When I went about plotting a general schedule for my semester, not a whole lot of time was penciled in for watching baseball. After all, the Milwaukee Brewers didn’t ink a whole lot of wins through the first four months of the season, and maybe it’s just me, but playing spoiler isn’t going to drag me away from productive things like HBO Go.
Ramirez just grounded into a double play. The only thing I trust less than the Brewers taking a narrow lead into the late innings is taking a big lead into the late innings, so at least there’s that.
After all, the Brewers traded Zack Greinke, the undisputed ace of their pitching staff, July 27 in the midst of a seven-game losing streak. Their record stood 44-54, but it felt a lot worse. In Greinke’s last start on July 24, everybody knew it was essentially a tryout for just about every contending team in baseball. Greinke breezed through seven shutout innings on just 87 pitches against Philadelphia. The bullpen was in shambles, but Greinke was lifted. He hadn’t pitched in nine days, the Brewers were up 6-0 and management didn’t want to tax his arm knowing he would likely be traded.
The Brewers lost that game 7-6. They lost all three games of that series against the Phillies 7-6 after holding big leads in all three.
Marco Estrada has now breezed through six innings. The Brewers now have posted 24 consecutive scoreless innings since the Mets scored two runs in the ninth inning Saturday. Rookie shortstop Jean Segura tripled to leadoff the seventh, Estrada beats a drawn-in infield and Norichika Aoki lays a Texas-leaguer into center. Two on, nobody out, 3-0 Crew.

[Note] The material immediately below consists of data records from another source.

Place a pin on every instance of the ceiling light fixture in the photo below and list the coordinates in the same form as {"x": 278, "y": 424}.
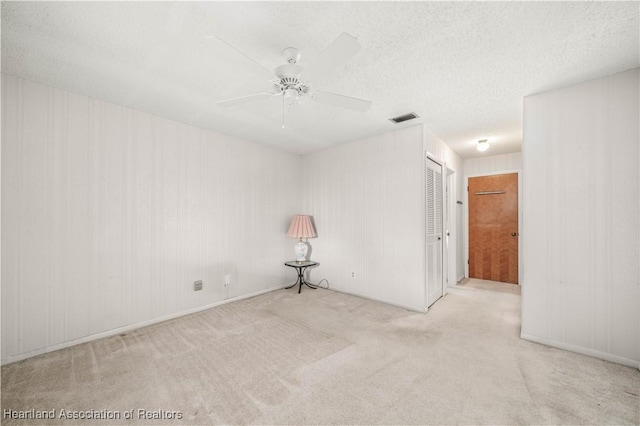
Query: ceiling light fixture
{"x": 405, "y": 117}
{"x": 482, "y": 145}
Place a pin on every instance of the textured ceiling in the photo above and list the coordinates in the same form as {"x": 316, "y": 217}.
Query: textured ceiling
{"x": 463, "y": 67}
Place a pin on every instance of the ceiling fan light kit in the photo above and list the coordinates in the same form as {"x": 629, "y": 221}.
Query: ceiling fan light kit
{"x": 291, "y": 80}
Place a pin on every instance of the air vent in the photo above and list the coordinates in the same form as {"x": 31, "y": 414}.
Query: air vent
{"x": 404, "y": 117}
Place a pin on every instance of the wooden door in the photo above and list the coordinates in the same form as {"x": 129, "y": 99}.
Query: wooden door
{"x": 493, "y": 228}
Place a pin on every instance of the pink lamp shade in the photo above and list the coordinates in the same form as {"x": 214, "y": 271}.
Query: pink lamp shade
{"x": 301, "y": 227}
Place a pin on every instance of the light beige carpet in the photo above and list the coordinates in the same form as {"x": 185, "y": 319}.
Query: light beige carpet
{"x": 322, "y": 357}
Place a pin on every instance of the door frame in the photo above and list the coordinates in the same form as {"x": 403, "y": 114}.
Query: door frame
{"x": 466, "y": 218}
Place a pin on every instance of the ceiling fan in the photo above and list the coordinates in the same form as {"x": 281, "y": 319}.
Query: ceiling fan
{"x": 293, "y": 82}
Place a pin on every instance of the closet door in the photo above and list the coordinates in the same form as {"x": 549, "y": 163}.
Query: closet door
{"x": 434, "y": 231}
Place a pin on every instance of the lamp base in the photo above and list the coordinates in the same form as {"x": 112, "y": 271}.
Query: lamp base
{"x": 301, "y": 249}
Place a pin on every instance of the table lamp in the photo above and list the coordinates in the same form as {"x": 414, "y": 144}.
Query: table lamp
{"x": 301, "y": 227}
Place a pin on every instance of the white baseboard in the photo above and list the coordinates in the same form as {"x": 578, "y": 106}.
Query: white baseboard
{"x": 126, "y": 328}
{"x": 584, "y": 351}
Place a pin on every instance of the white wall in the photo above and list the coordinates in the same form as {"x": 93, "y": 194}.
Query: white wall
{"x": 493, "y": 164}
{"x": 368, "y": 203}
{"x": 110, "y": 214}
{"x": 581, "y": 218}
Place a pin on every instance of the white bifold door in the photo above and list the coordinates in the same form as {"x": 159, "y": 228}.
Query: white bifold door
{"x": 434, "y": 231}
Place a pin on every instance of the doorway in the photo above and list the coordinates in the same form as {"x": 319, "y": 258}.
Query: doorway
{"x": 493, "y": 227}
{"x": 434, "y": 228}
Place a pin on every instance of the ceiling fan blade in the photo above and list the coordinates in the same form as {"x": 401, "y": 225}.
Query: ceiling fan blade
{"x": 336, "y": 54}
{"x": 267, "y": 72}
{"x": 342, "y": 101}
{"x": 245, "y": 99}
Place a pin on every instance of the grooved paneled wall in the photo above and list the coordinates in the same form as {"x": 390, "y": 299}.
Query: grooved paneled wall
{"x": 367, "y": 198}
{"x": 581, "y": 288}
{"x": 110, "y": 214}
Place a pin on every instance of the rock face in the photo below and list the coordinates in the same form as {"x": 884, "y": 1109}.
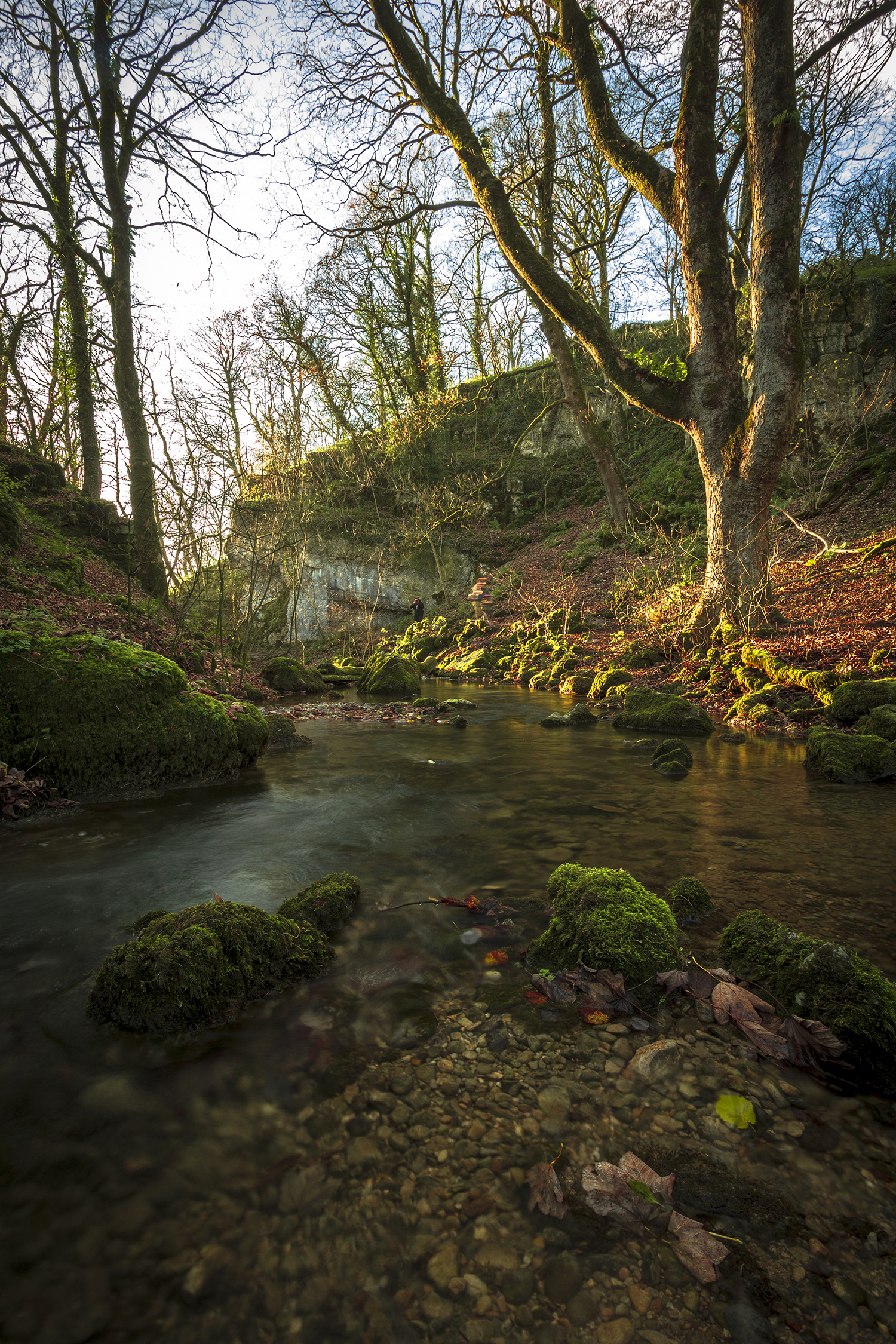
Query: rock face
{"x": 289, "y": 676}
{"x": 605, "y": 918}
{"x": 202, "y": 965}
{"x": 821, "y": 980}
{"x": 113, "y": 718}
{"x": 386, "y": 674}
{"x": 326, "y": 905}
{"x": 653, "y": 711}
{"x": 848, "y": 759}
{"x": 852, "y": 699}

Since that day, the Brewers are 31-18. They’ve won 21 of their last 27 entering play Wednesday. Instead of 12.5 games out of the second wild card spot, they’re 2.5 behind the St. Louis Cardinals.
That promising inning ended when Rickie Weeks hit into a double play and Ryan Braun struck out. It’s still OK.
This year’s team has been a bit of an anomaly from the start. They were hit hard by injuries early, but the offense held its own. The starting pitching was decent too, despite injuries to Chris Narveson and Shaun Marcum. But that bullpen. Atrocious doesn’t begin to describe it. Every time the team led in the late innings, it honestly felt like they’d lose. Most of the time they did, and it got to the point it was comical.
Now, closer John Axford—who lost the job during the bullpen’s slump, only to reclaim it because everyone else was just as bad—has converted 11 save opportunities in a row.
Marco Estrada is now through seven innings on 96 pitches. No Brewers pitcher has thrown a complete game this year. Estrada won’t tonight. Writing about how bad the bullpen was all year isn’t helping at the moment.
There are a couple interesting things about the Brewers’ position at this point in 2012, beyond the fact that just about everyone—including management, who said it would be looking at young pitching in September to try to get a feel for the 2013 rotation—figured they were dead in the water 45 days ago.
Without the second wild card, this wouldn’t matter. Atlanta has had a stranglehold on the top spot for a while.
Jim Henderson, the 29-year-old rookie with 10 seasons in the minors under his belt, navigates around two base runners in the eighth. St. Louis leads Houston 3-0 in the sixth. Milwaukee goes quietly in the top of the ninth. Andrew McCutchen ends the Brewers’ shutout streak at 26 innings with an opposite-field home run. It’s 3-1. If Axford’s hair grows six inches in the next few minutes, I’m giving up.
It’s also hard to gauge what the emotions of Brewers fans will be like if (when) Milwaukee falls just short of making the postseason. Disappointment is the obvious answer, but they’re also playing with house money at this point. A month ago we’d have been happy if top pitching prospect Wily Peralta looked good in a couple starts. He threw eight shutout innings Sunday in the thick of a playoff race. Sure, I’ll wonder what-if. One measly blown save here, one more run on an otherwise miserable July evening.
But at the end of the day, it’s September and I’m watching baseball every night. I’ll never, ever complain about that.
Ax gives up a broken-bat single but his hair stays short and the Brewers win 3-2.
At the moment, they’re two games out. At worst, it’ll be 2.5 games Thursday morning. Ride on, Milwaukee.